Kartal, 20 günlükken kalbine bir mikrop girdi. Kalp yetmezliği teşhisi kondu. Daha evine gidemeden yoğun bakıma alındı.
Tedavilere olumlu yanıt vermedi. Durumu giderek ağırlaşınca tek seçenek kaldı: Kalp nakli. Gel gör ki, Türkiye’de bebeklere kalp nakli yapılamıyordu.
Kartal, Almanya’daki bir hastane tarafından kabul edildi. Ailesi son kuruşuna kadar imkanlarını kullanmıştı ama bir yerden sonra onların da gücü kalmamıştı. Annesi son çare sosyal medya hesabına sarıldı: “Sigortamız olmadığı ve Almanya vatandaşı olmadığımız için Kartal’ın kalp nakli sırasına girip ameliyat olması için 1 milyon 100 bin Euro’ya ihtiyacımız var. Oğlumun acilen kalp nakli olması gerekiyor. Bize yardım edin.”
★
Bugüne kadar Türkiye’de sosyal medyanın birilerini linç etmek - yok etmek için kullanıldığına çok şahitlik etmiştik.

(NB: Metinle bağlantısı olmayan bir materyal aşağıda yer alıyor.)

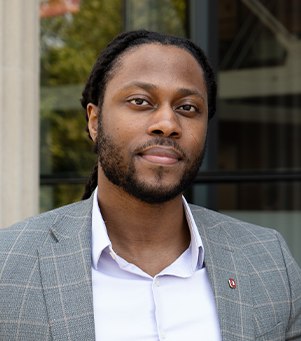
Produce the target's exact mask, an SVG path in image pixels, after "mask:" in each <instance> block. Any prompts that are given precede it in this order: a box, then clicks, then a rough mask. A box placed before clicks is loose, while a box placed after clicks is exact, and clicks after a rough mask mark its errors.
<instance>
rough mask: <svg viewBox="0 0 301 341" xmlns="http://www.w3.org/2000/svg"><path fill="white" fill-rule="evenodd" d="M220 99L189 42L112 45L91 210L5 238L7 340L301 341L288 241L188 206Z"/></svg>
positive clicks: (16, 227)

Ama bu sefer farklı oldu. İlk kez sosyal medya bir insanın yok olmamasına, hayata tutunmasına vesile oldu.
İlk kez sosyal medya ayrışmanın değil, birleşmenin-kenetlenmenin aracı oldu.
Minik Kartal’a ilk destek Beşiktaş kulübünden geldi... Ardından sanatçılar, gazeteciler, spor kulüpleri, holdingler...
Bir ülke minik bebeği yaşatmak için adeta seferberlik ilan etti.
★
Ve dün Kartal’ın annesi, daha duyuruyu yapalı 24 saat olmadan müjdeli haberi ağlayarak verdi: “Mucize gerçekleşti, para toplandı.”
★
Meğer ne çok hasret kalmışız iyi şeyler görmeye, güzel haberler duymaya...
Bir millet küçücük bir bebeğe el uzatırken, hayata tutunan sadece 10 aylık Kartal bebek değil, hepimizdik.
Kartal’a uzanan milyonlarca gönüllü el gösterdi ki, burası aslında bu güzel kalpli insanların ülkesi...
Bu toprakların, bu milletin, bu ülkenin bir parçası olabilen herkese, hepimize ne mutlu.